In the company of Pascal and Solzhenitsyn, I find Christian doctrine to provide the only framework that makes sense of the contradictions within us. But far more than this, it is also the only framework that redeems the tension within us, the tension between my identity as a child of God and a daughter of humanity. New Testament writers have assured the promise is ours: "Just as we have borne the image of the man of dust, we will also bear the image of the man of heaven." For Christ is not only at work redeeming a fallen humanity, cleansing us from the sin that corrupts our nature. Christ came to unite humanity with God so that we can be truly human.

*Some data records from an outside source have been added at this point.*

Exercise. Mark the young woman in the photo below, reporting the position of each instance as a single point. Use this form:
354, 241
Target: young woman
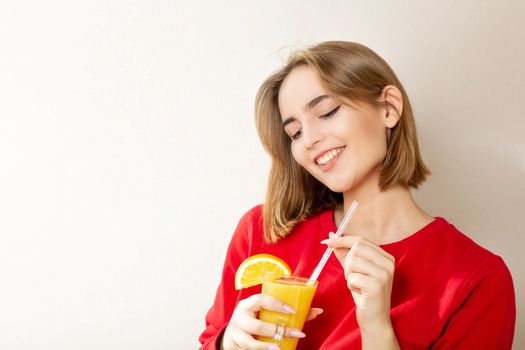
338, 126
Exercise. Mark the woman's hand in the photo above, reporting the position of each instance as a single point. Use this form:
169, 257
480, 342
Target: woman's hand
369, 271
244, 323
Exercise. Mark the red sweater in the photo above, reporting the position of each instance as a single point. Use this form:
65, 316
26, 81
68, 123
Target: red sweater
447, 293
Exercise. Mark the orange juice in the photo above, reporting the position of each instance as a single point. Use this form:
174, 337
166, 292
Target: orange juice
295, 291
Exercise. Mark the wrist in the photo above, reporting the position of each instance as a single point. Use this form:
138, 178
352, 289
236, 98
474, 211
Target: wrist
379, 335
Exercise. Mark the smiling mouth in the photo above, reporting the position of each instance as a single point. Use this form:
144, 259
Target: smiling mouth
328, 156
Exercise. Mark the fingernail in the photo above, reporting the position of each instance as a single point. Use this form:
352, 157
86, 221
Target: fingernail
297, 333
289, 309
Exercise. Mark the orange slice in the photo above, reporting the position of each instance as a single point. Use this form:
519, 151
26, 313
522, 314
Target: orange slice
250, 272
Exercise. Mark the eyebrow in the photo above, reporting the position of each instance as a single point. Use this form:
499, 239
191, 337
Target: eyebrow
309, 105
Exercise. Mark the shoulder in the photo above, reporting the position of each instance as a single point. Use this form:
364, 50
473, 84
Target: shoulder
470, 257
250, 227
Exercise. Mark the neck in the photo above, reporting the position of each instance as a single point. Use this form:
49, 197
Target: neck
382, 216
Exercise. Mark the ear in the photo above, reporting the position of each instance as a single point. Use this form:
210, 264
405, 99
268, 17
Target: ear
393, 99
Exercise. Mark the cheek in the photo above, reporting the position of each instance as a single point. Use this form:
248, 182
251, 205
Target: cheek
297, 155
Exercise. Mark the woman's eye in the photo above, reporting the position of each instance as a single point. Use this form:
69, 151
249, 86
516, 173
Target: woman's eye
331, 113
296, 135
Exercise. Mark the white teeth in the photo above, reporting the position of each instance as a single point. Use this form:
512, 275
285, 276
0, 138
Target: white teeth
328, 156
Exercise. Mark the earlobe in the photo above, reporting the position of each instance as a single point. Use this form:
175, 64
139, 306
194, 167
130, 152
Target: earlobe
393, 99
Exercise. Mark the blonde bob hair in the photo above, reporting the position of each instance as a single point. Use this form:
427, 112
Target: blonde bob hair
353, 73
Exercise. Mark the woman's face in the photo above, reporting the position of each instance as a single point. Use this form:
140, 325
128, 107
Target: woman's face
339, 145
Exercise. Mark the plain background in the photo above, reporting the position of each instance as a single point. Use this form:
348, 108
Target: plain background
128, 149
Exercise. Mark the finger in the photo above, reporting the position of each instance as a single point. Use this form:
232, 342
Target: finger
313, 313
266, 329
261, 301
358, 282
364, 248
349, 241
246, 341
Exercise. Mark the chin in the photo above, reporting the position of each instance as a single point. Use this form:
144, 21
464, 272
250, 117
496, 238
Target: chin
338, 187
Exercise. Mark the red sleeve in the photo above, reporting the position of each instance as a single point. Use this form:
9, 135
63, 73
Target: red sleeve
227, 297
486, 318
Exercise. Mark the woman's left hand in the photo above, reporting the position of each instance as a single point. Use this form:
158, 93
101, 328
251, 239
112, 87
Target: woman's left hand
369, 271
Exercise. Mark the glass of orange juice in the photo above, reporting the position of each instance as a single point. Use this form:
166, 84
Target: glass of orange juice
297, 292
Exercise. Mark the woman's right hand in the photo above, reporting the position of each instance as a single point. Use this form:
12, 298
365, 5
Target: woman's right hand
244, 324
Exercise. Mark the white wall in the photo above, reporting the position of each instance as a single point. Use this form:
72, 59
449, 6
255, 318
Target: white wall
128, 148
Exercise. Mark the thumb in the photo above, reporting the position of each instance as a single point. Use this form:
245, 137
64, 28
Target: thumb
313, 313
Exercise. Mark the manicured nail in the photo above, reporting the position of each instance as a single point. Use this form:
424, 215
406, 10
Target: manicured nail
297, 333
289, 309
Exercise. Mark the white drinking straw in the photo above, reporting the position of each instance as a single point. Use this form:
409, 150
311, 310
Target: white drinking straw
339, 232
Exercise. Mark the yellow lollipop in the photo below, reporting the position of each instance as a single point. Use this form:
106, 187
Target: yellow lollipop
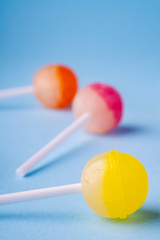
114, 185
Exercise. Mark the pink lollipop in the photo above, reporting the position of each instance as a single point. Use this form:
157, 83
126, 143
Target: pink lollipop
103, 103
98, 107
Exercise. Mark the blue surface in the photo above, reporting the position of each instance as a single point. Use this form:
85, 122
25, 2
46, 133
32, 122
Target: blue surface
117, 42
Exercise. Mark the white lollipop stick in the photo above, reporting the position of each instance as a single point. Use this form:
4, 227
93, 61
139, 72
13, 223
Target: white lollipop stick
31, 162
40, 193
13, 92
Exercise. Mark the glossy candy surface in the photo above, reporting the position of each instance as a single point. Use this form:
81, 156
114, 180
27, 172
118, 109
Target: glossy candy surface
114, 184
55, 86
104, 104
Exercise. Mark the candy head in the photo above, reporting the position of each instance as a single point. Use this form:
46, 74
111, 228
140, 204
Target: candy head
114, 184
55, 86
104, 104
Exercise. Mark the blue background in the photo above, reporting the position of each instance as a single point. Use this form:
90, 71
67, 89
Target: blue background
117, 42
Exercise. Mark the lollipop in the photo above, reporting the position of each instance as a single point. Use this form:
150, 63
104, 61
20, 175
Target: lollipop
55, 87
113, 184
98, 105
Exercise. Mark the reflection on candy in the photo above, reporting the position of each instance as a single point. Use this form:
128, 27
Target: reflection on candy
114, 185
55, 86
98, 107
104, 104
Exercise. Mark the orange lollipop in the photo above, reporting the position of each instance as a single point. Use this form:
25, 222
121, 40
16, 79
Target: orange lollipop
54, 85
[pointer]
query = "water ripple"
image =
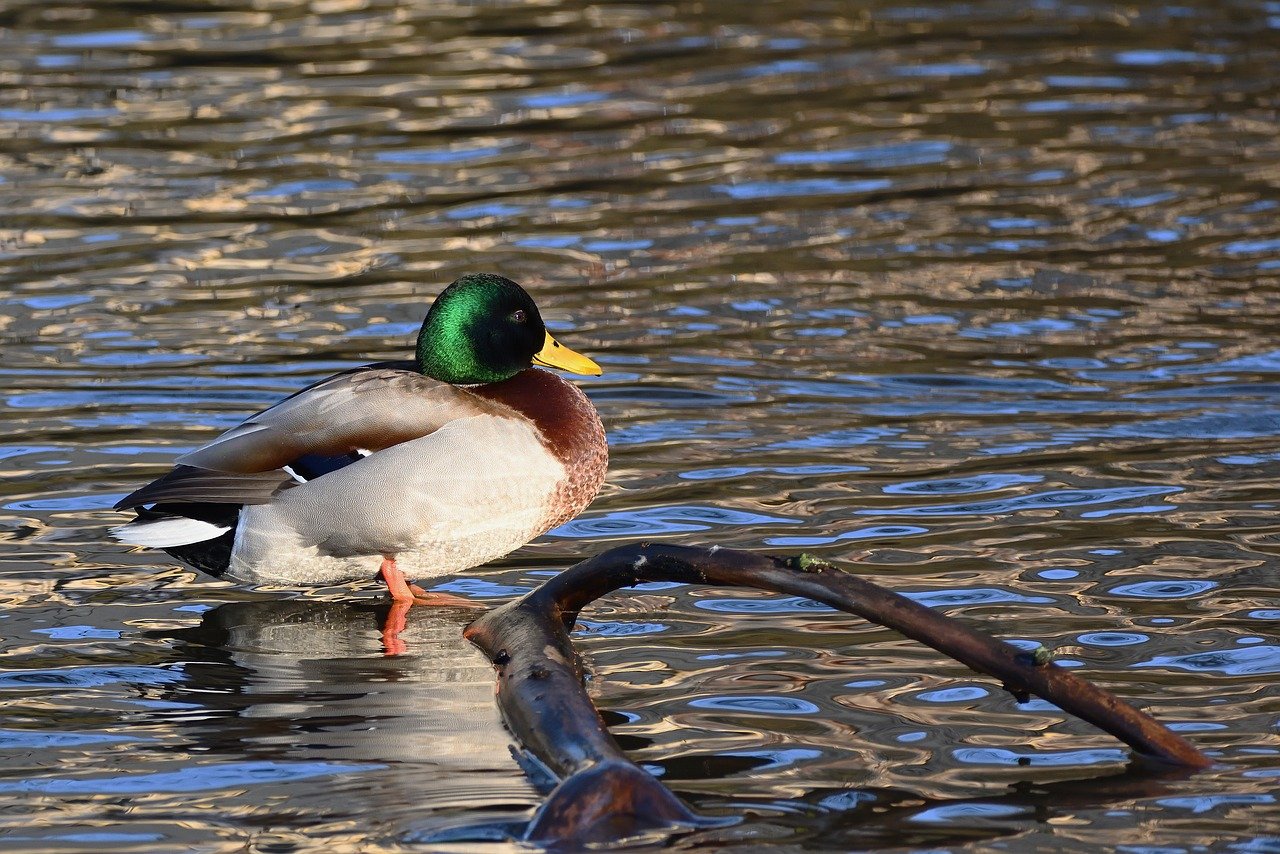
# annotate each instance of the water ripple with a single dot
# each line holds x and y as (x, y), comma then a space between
(758, 704)
(1037, 501)
(1248, 661)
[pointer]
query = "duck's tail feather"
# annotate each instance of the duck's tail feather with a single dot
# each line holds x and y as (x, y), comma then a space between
(168, 531)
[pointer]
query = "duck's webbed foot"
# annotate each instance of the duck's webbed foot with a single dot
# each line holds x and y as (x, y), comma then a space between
(426, 597)
(405, 596)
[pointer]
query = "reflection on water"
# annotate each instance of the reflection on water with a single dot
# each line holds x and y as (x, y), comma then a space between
(978, 297)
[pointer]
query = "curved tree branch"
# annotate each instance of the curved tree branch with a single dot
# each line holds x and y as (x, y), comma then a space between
(603, 795)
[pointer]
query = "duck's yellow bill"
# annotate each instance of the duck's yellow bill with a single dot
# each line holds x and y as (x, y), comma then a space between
(557, 355)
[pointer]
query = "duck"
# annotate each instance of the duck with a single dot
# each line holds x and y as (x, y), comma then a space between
(403, 470)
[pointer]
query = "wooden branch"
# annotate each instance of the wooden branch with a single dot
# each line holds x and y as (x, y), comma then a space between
(603, 795)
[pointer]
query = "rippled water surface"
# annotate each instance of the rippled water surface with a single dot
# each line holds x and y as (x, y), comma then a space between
(978, 296)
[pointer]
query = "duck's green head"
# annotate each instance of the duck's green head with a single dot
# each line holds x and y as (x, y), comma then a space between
(484, 329)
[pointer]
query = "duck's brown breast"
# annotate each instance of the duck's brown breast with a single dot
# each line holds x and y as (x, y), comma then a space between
(570, 429)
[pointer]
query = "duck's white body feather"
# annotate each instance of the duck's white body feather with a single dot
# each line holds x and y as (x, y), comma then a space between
(487, 492)
(440, 478)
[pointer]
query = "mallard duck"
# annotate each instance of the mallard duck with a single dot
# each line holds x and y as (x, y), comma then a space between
(411, 469)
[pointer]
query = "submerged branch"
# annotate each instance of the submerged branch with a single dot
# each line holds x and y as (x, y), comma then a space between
(604, 797)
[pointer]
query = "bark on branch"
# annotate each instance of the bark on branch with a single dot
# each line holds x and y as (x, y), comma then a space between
(604, 797)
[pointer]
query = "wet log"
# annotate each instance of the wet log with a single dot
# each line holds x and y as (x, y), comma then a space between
(603, 797)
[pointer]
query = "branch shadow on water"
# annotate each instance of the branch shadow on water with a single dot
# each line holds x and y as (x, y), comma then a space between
(302, 679)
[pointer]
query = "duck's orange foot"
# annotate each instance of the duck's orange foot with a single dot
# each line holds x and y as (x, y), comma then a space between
(448, 599)
(396, 622)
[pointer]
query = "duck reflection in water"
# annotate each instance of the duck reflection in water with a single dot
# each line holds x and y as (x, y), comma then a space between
(306, 680)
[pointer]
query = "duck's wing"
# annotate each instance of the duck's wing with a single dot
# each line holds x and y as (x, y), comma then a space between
(320, 428)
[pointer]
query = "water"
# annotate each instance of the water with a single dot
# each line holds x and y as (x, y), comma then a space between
(979, 297)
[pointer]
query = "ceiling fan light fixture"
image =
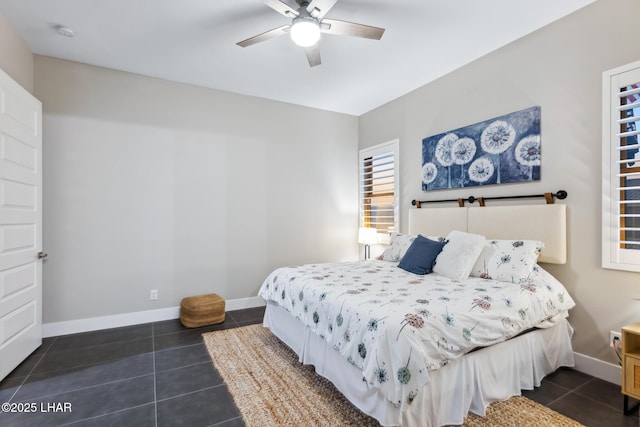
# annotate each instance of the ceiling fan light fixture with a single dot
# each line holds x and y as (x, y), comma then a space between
(305, 31)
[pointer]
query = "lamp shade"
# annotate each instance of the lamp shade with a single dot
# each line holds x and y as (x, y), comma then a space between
(367, 236)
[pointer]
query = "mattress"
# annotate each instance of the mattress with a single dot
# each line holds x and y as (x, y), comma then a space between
(469, 383)
(397, 329)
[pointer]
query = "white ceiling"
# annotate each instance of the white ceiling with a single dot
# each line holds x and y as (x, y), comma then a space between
(194, 41)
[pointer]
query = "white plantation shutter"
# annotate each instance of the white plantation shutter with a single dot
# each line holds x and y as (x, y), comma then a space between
(379, 188)
(621, 168)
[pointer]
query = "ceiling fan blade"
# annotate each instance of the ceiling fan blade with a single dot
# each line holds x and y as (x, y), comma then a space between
(319, 8)
(313, 54)
(344, 28)
(265, 36)
(288, 8)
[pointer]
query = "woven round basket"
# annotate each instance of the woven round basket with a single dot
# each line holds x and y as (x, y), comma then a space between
(202, 310)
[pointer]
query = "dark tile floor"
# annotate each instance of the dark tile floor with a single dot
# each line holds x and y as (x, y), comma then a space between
(160, 374)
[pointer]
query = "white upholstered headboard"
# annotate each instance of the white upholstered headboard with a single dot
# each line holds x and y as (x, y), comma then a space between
(547, 223)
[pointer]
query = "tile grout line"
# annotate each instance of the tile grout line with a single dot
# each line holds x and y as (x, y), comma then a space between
(32, 369)
(155, 387)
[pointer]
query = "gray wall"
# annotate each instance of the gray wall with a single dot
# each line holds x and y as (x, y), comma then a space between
(150, 184)
(560, 69)
(16, 58)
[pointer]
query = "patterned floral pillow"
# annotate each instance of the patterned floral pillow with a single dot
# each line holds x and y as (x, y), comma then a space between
(398, 246)
(508, 260)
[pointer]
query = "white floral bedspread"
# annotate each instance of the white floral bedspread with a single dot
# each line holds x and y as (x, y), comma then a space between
(397, 326)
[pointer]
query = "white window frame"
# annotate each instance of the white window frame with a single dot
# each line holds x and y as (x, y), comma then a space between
(613, 256)
(380, 149)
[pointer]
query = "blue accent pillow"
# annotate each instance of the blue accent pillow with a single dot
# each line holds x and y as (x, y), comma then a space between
(421, 255)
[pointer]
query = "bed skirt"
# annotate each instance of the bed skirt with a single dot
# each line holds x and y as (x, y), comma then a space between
(470, 383)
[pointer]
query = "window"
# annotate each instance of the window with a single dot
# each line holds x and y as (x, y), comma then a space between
(621, 168)
(379, 188)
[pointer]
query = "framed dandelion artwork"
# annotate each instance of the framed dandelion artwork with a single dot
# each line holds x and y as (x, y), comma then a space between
(500, 150)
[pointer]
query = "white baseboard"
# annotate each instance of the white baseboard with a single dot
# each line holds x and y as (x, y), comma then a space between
(598, 368)
(127, 319)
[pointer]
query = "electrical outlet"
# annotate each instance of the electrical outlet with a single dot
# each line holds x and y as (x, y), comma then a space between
(615, 339)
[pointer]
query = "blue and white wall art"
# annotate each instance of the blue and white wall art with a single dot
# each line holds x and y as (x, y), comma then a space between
(500, 150)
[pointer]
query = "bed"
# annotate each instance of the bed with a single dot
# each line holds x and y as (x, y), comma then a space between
(423, 350)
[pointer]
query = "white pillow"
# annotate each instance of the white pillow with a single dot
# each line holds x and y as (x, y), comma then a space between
(508, 260)
(459, 255)
(398, 246)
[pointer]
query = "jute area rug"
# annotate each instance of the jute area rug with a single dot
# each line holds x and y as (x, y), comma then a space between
(271, 388)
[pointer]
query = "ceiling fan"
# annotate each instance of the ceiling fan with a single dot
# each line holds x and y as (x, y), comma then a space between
(308, 22)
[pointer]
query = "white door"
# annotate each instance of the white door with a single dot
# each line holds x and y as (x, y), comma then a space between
(20, 224)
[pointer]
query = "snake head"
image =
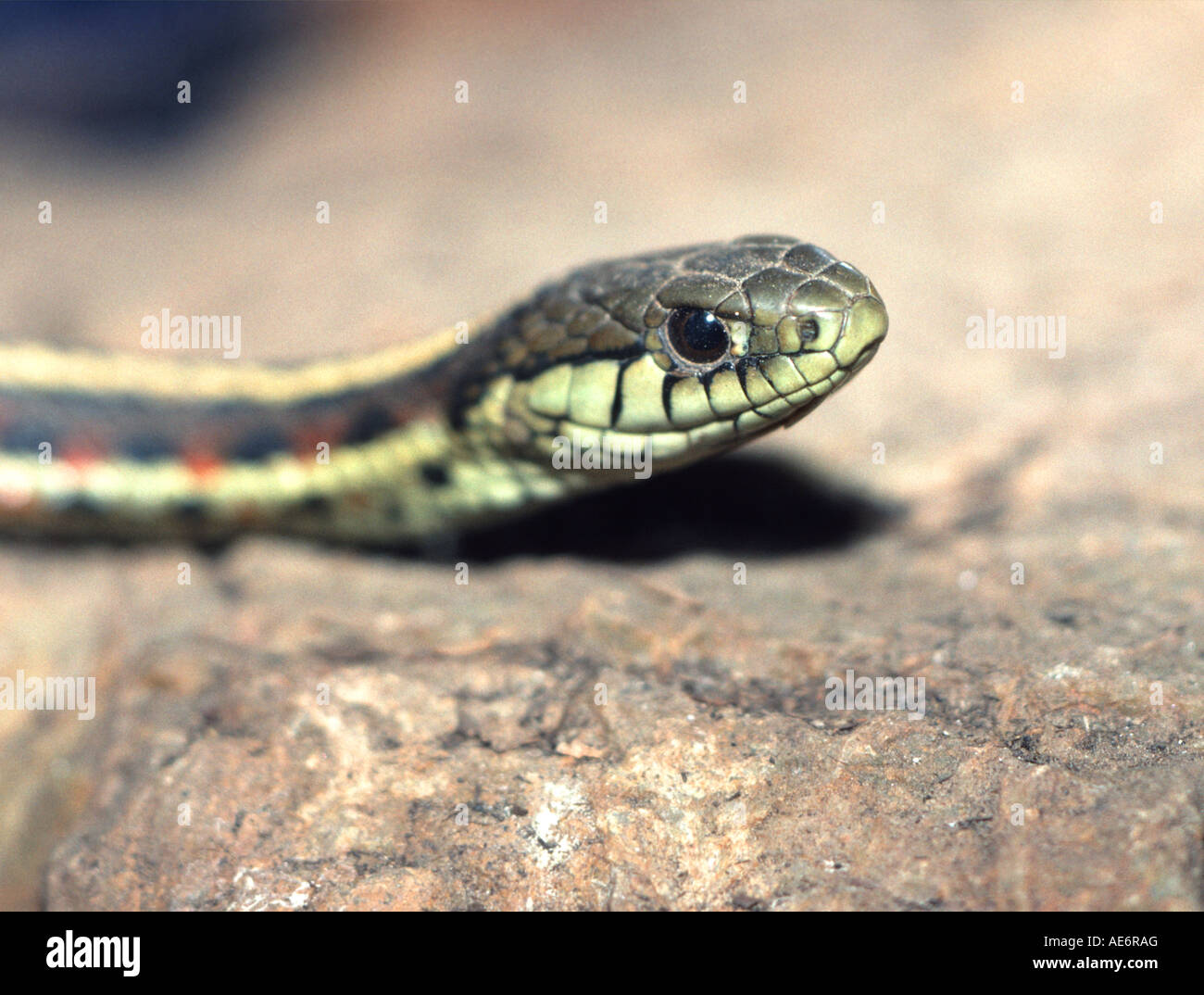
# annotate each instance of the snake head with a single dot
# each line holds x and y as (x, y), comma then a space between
(684, 352)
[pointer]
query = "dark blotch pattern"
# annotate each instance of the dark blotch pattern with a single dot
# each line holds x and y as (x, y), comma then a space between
(434, 473)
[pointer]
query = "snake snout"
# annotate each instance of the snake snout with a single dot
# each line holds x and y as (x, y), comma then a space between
(865, 328)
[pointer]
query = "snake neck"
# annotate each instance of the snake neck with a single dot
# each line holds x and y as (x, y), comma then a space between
(357, 449)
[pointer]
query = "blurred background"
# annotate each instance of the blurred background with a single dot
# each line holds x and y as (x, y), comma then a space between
(1023, 157)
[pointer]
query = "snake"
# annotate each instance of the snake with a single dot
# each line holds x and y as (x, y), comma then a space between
(614, 372)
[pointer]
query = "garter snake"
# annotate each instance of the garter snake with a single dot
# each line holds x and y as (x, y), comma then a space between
(667, 358)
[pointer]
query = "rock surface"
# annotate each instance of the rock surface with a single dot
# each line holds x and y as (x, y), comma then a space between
(603, 717)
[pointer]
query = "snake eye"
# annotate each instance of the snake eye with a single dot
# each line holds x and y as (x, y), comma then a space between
(697, 336)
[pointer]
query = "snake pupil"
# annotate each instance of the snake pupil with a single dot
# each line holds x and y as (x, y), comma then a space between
(697, 336)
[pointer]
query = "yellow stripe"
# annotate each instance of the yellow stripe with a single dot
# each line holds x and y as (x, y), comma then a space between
(29, 366)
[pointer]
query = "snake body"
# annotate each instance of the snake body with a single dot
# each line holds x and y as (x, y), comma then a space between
(669, 357)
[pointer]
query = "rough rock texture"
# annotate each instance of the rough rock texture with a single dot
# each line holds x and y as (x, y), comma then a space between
(601, 717)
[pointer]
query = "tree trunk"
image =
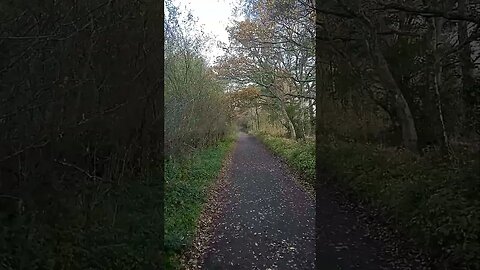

This is far more hopeful news than other worldviews or self-help plans impart. For if true humanity is a humanity fully united to its creator, then the possibility is ours. Acting on our own power and authority, independent of God, we merely expose our alienation from God and from our true selves. We fail to know what it means to be fully human. But united to Christ through faith we are united to another nature entirely. Writes one disciple, "[God] has given us his very great and precious promises, so that through them you may participate in the divine nature and escape the corruption in the world caused by evil desires" (2 Peter 1:4).

While Christ is the one who makes our resuscitation possible, the one who restores in us the image of God, the process of reviving is also something we actively take hold of as human beings united to the Son. In other words, to live as children made in God's image and united to Christ is not a static hope, but an active calling. "So then," in the words of Paul, "just as you received Christ Jesus as Lord, continue to live in him, rooted and built up in him, strengthened in the faith as you were taught, and overflowing with thankfulness" (Colossians 2:6-7).

What does it mean to be human? Perhaps we only begin to answer this immense inquiry when we turn to the one who shows us the very meaning of the word.

Jill Carattini is managing editor of A Slice of Infinity at Ravi Zacharias International Ministries in Atlanta, Georgia.

(1) Aleksandr Solzhenitsyn, The Gulag Archipelago: 1918-1956 (New York: Harper Collins, 2002), 75.
(2) Blaise Pascal, Pensess (New York: Penguin, 1995), 61.